Network readiness: Where have we been? In the past, value equated to solid network uptimes, response times, and mean-time repair rates. Today, network availability is table stakes. Lose the network more than a couple of times and you lose your job. With digital business, data flows, application demands, and security threats come and go like the wind. Your network must bend with these winds. This means that your network needs to be ready for anything at a moment’s notice. Such agility requires a host of key skills and actions from you. And simply overbuilding—and overspending—is not the preferred option. Here, accurate traffic management, flexible configurations, protective services, etc., prepare your network in advance of demands—not in reaction.

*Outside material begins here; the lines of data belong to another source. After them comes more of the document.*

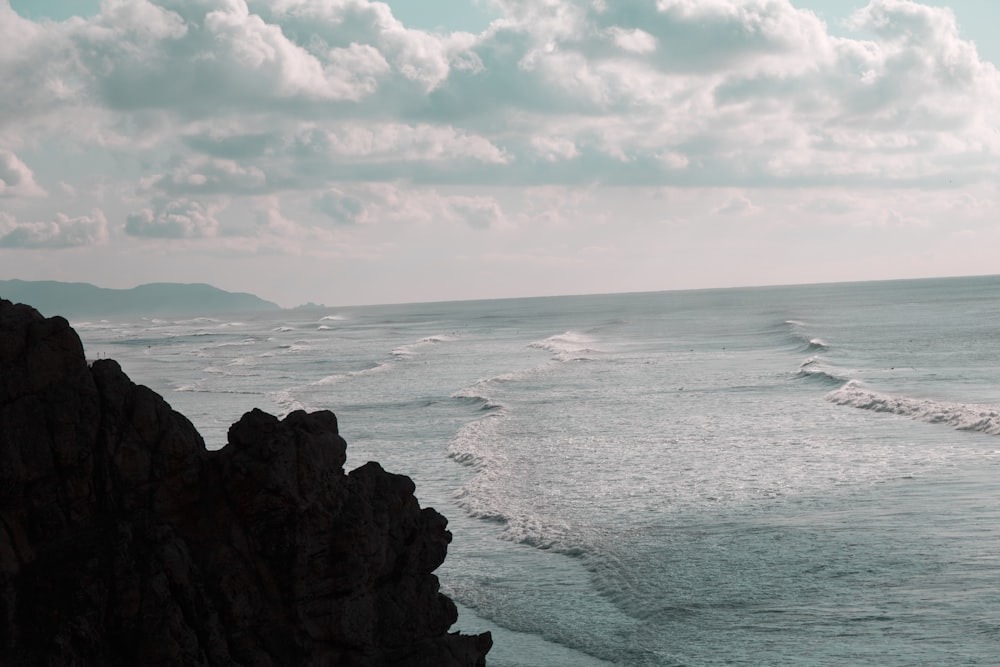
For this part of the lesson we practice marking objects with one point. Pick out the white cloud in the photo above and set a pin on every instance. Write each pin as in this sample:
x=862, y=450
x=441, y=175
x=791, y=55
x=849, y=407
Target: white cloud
x=342, y=208
x=634, y=40
x=62, y=232
x=16, y=179
x=477, y=212
x=738, y=205
x=174, y=219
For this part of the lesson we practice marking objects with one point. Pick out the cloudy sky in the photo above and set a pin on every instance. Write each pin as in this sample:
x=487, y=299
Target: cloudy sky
x=350, y=152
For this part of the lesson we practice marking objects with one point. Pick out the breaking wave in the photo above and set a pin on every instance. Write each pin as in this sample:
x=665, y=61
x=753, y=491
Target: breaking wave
x=961, y=416
x=568, y=346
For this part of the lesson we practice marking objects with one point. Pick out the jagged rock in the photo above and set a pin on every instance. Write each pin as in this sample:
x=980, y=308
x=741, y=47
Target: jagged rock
x=123, y=541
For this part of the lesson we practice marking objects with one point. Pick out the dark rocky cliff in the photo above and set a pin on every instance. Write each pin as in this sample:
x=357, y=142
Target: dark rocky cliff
x=123, y=541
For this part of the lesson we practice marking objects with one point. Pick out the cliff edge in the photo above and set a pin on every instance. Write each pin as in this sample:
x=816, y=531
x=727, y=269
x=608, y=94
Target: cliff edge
x=124, y=541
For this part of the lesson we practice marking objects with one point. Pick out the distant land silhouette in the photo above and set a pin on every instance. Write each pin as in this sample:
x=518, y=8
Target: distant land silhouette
x=76, y=300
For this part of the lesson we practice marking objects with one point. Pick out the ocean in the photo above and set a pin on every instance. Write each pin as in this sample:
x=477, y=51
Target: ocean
x=801, y=475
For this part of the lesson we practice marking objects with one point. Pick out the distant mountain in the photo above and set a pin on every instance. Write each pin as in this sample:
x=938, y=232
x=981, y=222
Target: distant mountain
x=85, y=300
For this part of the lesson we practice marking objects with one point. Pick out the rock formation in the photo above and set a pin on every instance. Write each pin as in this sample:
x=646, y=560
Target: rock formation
x=123, y=541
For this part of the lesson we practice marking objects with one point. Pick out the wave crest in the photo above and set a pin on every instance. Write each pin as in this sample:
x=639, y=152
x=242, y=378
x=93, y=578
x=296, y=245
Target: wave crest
x=961, y=416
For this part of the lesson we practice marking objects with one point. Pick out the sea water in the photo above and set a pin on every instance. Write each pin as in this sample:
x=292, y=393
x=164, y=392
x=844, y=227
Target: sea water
x=803, y=475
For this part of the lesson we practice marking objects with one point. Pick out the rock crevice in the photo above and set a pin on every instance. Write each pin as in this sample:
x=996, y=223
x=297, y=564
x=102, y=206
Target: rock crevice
x=125, y=541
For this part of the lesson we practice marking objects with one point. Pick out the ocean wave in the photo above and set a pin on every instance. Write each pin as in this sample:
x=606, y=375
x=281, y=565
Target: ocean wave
x=813, y=369
x=798, y=336
x=568, y=346
x=960, y=416
x=475, y=396
x=340, y=377
x=286, y=401
x=816, y=344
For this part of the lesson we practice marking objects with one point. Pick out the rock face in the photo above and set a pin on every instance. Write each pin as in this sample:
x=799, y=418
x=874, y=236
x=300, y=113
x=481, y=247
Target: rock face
x=123, y=541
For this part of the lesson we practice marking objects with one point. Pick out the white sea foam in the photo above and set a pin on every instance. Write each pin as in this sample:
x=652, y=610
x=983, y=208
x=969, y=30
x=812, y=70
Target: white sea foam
x=413, y=348
x=568, y=346
x=287, y=402
x=340, y=377
x=961, y=416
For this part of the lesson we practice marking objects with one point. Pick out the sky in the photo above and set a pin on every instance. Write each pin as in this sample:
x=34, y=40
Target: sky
x=354, y=152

“Companies are not doing digital primarily to cut costs. They may save money along the way, but growing the business is far more important than saving money.”

Number 3

Business outcomes: Where have we been? In the past, value equated to control over—or even cutting—the network budget. In the digital age, business outcomes have become the focal point for all technology-driven initiatives. This is not to say we can blow away the network budget while driving the right business outcomes. But it does say that management increasingly values the right business outcome over saving money.

For companies being more aggressive with digital initiatives, their primary emphasis is growth—growth in customers, sales, and revenue. They are not doing digital primarily to cut costs. They may save money along the way, but growing the business is far more important than saving money. Exceed your network budget by 5 percent but drive 5 percent sales growth by extending your network reach and/or improving the experience over the network, and you’re a hero to all—IT, lines of business, executives, partners, and, most importantly, customers. Cut your network budget by 5 percent and you’re a hero just to your immediate manager, and only for a quarter or maybe two.

Number 4

Design scope and excellence: Where have we been? In the past, value equated to fast and accurate network deployments. How fast could you spin up a site? Or a segment? Or a router, switch, or firewall? With digital business, it’s the overarching design that drives the greatest success—not the underlying deployments. Look at the top of the pyramid for technology workers. Architects and designers dominate. Enterprise architect. Network architect. Software architect. Security architect. Conceptual, comprehensive design skills separate the elite digital workforce from the operator and administrator and programmer. Know the big picture. Know how things fit together. Know what the future brings. Good design trumps good deployments every time.

“Remember when moving a switch or router life cycle from three to five to eight years was a huge accomplishment? Now, it’s not how long hardware lasts, but rather how fast and frequently software can be discovered, developed, validated, deployed, and enhanced.”

Number 5

Software velocity: Where have we been? In the past, value equated to how long you were able use hardware devices in the network. Remember when moving a switch or router life cycle from three to five to eight years was a huge accomplishment? With digital business, software is king! Now, it’s not how long hardware lasts, but rather how fast and frequently software—network software, systems software, management software, and application software—can be discovered, developed, validated, deployed, and enhanced. Software administration, service activation, security patching, and even network programming are rising to the top of the networker’s list of key responsibilities. The king is dead. Long live the king!

Number 6

Service creation: Where have we been? In the past, value equated to service continuity. Offer consistent service levels across key and rather static services and you were judged to be doing your job well. With digital business, change is constant. Service demands are continually shifting. New service offerings. New service functions. New service sites. New service policies.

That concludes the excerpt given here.